Powlokła się do biblioteki, gdzie ulokowała się na swoim stałym miejscu w fotelu i okręciła się kocem. Na stoliku postawiła laptop i podłączyła się do Internetu. Wiedziała od Edyty, że znaleziono ciało zaginionej nastolatki. Śmierć dziewczyny nie była dobrą wiadomością, ale paradoksalnie ucieszyła Lidkę. Sprawca popełnił samobójstwo przy ciele swojej ofiary, mogła zatem skończyć z podejrzewaniem własnego męża. Nie wierzyła, by miał z tym zaginięciem coś wspólnego, ale nie zdołała się pozbyć wątpliwości.

Weszła na stronę lokalnej gazety i czekała, aż otworzy się interesujący ją artykuł.

W opuszczonym domku na kempingu znaleziono ciało zaginionej Ewy Z. Szesnastoletnia dziewczyna wyszła z domu, by zobaczyć się z przyjaciółmi, ale nie dotarła na spotkanie. Policja, mimo prowadzonych usilnie poszukiwań, nie wpadła na jej ślad. Według rzecznika miejscowego komisariatu w Brzezinach, skąd pochodziła Ewa Z., do ostatniej chwili podejrzewano, że nastolatka uciekła z domu. Anonimowy telefon skierował policjantów do opuszczonego kempingu. Gdy policjanci przybyli na miejsce, znaleźli martwą dziewczynę. Nie ujawniono, w jaki sposób zginęła. Wiemy tylko, że będący z nią młody mężczyzna popełnił samobójstwo. Był nim sąsiad ofiary, Marian Z., wcześniej karany za przestępstwa seksualne.

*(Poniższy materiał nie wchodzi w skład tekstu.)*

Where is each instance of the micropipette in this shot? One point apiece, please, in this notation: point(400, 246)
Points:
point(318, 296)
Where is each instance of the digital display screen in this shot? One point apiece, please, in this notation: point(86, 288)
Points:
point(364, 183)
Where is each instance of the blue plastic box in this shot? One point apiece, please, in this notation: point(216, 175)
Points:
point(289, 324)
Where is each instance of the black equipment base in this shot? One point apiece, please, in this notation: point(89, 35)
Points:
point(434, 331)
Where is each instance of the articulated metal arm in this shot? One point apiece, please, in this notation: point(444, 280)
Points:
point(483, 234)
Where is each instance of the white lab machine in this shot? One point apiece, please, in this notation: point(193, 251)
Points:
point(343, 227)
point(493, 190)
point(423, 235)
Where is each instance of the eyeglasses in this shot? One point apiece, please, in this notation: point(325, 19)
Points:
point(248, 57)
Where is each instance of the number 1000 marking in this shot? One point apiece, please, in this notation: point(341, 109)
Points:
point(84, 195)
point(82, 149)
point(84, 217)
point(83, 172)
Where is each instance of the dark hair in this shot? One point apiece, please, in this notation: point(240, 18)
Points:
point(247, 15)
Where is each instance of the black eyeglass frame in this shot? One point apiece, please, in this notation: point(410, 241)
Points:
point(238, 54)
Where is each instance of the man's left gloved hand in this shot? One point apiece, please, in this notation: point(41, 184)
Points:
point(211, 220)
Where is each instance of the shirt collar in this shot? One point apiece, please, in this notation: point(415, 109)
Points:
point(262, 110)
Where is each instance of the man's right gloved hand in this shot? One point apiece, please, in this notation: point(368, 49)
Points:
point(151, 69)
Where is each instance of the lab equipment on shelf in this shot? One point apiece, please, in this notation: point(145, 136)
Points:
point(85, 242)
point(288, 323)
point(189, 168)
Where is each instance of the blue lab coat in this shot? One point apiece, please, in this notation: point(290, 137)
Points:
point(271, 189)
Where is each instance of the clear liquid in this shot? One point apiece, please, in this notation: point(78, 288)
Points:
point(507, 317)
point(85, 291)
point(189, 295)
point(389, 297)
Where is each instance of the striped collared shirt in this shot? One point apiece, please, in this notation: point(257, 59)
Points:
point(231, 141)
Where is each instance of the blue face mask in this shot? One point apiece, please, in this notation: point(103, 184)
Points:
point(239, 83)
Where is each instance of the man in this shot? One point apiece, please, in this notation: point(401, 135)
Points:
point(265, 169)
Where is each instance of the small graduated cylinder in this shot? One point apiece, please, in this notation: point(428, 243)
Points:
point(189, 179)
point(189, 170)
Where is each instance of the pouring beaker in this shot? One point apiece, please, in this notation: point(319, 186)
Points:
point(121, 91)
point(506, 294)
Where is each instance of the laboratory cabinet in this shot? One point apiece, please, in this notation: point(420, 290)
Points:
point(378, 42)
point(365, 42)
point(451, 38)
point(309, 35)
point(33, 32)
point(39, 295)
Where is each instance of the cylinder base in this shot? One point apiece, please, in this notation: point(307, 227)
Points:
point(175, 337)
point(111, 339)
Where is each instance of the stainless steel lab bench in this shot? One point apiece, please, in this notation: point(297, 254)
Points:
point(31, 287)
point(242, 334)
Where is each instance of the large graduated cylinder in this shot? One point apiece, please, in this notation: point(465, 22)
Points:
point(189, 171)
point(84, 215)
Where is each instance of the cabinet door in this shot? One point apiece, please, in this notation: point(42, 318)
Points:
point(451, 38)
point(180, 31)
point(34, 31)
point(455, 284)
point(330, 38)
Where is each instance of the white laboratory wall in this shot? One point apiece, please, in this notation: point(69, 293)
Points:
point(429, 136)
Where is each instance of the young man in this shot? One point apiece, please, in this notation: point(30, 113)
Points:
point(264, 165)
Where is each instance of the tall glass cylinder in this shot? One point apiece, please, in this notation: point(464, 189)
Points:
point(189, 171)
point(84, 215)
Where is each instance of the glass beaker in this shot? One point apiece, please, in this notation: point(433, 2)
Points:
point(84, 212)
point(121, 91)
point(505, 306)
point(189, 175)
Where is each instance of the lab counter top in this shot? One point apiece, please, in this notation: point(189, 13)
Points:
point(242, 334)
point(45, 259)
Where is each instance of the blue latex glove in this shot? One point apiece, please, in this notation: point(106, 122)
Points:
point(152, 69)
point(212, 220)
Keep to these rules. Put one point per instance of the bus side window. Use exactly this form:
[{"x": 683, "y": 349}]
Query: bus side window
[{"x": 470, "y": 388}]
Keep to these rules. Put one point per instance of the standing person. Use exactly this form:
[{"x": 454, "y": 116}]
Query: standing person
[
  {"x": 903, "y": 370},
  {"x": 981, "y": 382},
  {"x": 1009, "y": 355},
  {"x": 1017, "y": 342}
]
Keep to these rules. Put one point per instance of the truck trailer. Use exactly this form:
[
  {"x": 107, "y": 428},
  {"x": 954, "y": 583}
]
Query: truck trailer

Lidka nie czytała dalej. Nie podobał się jej ten artykuł. Przebiegła tylko szybko wzrokiem tekst, szukając kluczowych słów. Nie znalazła. Ani słowa o wcześniejszych ofiarach. Coś było nie tak.

–Niemożliwe! – syknęła, wybierając numer Edyty.

–Cześć. Tu Lidka. Nic mi nie jest – zapewniła szybko. – Czytałaś artykuł w gazecie o tej dziewczynie z Brzezin?

192

–Tak, czytałam – odpowiedziała Edyta, stając przy ladzie. Odwróciła się bokiem do Sary. Dziewczyna zrozumiała i odeszła kilka kroków, by nie przysłuchiwać się rozmowie. Mimo to zerkała ciekawie w kierunku szefowej.

–Wierzysz w to, co tam napisali?

–A właściwie o co ci chodzi? – Edyta zmrużyła lekko oczy, domyślając się już, w czym rzecz.

–No jak to? A inne dziewczyny? – zdenerwowała się Lidka. – I ani słowa o seryjnym mordercy! – podniosła wzburzona głos.